宇佐,風土記の丘
●弥生期の方形周溝墓(左)と古墳期後期の前方後円墳(右)。宇佐風土記の丘に点在する3~6世紀の古墳群は宇佐一族の奥津城(2008年4月撮影)
豊國の宇沙に到りましし時 その土人(くにびと),名は宇沙津比古,宇沙津比売の二人
足一騰宮(あしひとつあがりのみや)を作りて 大御饗(おほみあへ)たてまつりき
(古事記 中つ巻より)
4年前に初めて宇佐神宮に詣でたとき,3キロほど離れた「宇佐風土記の丘」へと足を運びました。ここは,3~6世紀にかけて造られた古墳群を歴史公園として整備したものです。敷地内にある大分県立歴史博物館を見学した後,点在する古墳を見てまわりました。
風土記の丘には,6基の前方後円墳があり,その周辺には前方後円墳が登場する以前から造営され続けていただろう方形周溝墓も多数,発見されています。いずれも弥生・古墳時代にこの地を支配していた宇佐氏の王墓だと考えられています。
昼も近づく風土記の丘,弁当などを持参して,黄緑の若草に腰を下ろしピンクの桜を静かに愛でる家族連れの人々がちらほらと訪れていました。
その宇佐氏の始祖は,ウサツヒコノミコト(宇沙津比古命)。宇佐族の祖先神として宇佐神宮の境内社でも祭られるですが,記紀にはイワレヒコノミコト(神武天皇)率いる天孫族の水軍が国東半島に寄港した際に,イワレヒコノミコトのために仮宮を用意するなど一行を手厚くもてなした宇佐の王として登場しています。ウサツヒコの子孫は宇佐君(うさつきみ)と呼ばれ,独立の王として国東半島を統治する一方,神官としても宗像三女神の祭祀を司りました。4世紀後半以降,大和の大王(おおきみ)が日本列島の統合を推し進めると,その傘下に入って宇佐国造(うさのくにのみやつこ)となり,引き続き祭祀と国東半島の統治を続けました。
やがて律令時代となり,宇佐国造は政治的な権限は失いますが祭祀権のほうは保持します。宇佐神宮の神官となって,古来の宗像三女神(比売大神)と新来の八幡大神(応神天皇ことホムタワケ大王)の祭祀を連綿と子々孫々に受け継いで1300年,紆余曲折を経ながらも現在の大宮司家へと至っているというわけです。

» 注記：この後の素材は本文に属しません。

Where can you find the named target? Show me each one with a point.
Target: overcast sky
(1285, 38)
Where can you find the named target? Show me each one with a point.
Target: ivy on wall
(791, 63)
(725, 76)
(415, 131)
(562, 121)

すがすがしい青空の下,散策する人やベンチで読書する人を時々見かけるものの,至って静かな風土記の丘でした。
タンポポやまだつぼみの花菖蒲,そして散策道にちりばめられた桜の花びら。
ここは,まさしく宇佐の「王家の谷」。ウサツヒコノミコトも王家の谷のどこかで眠っているかもしれませんね。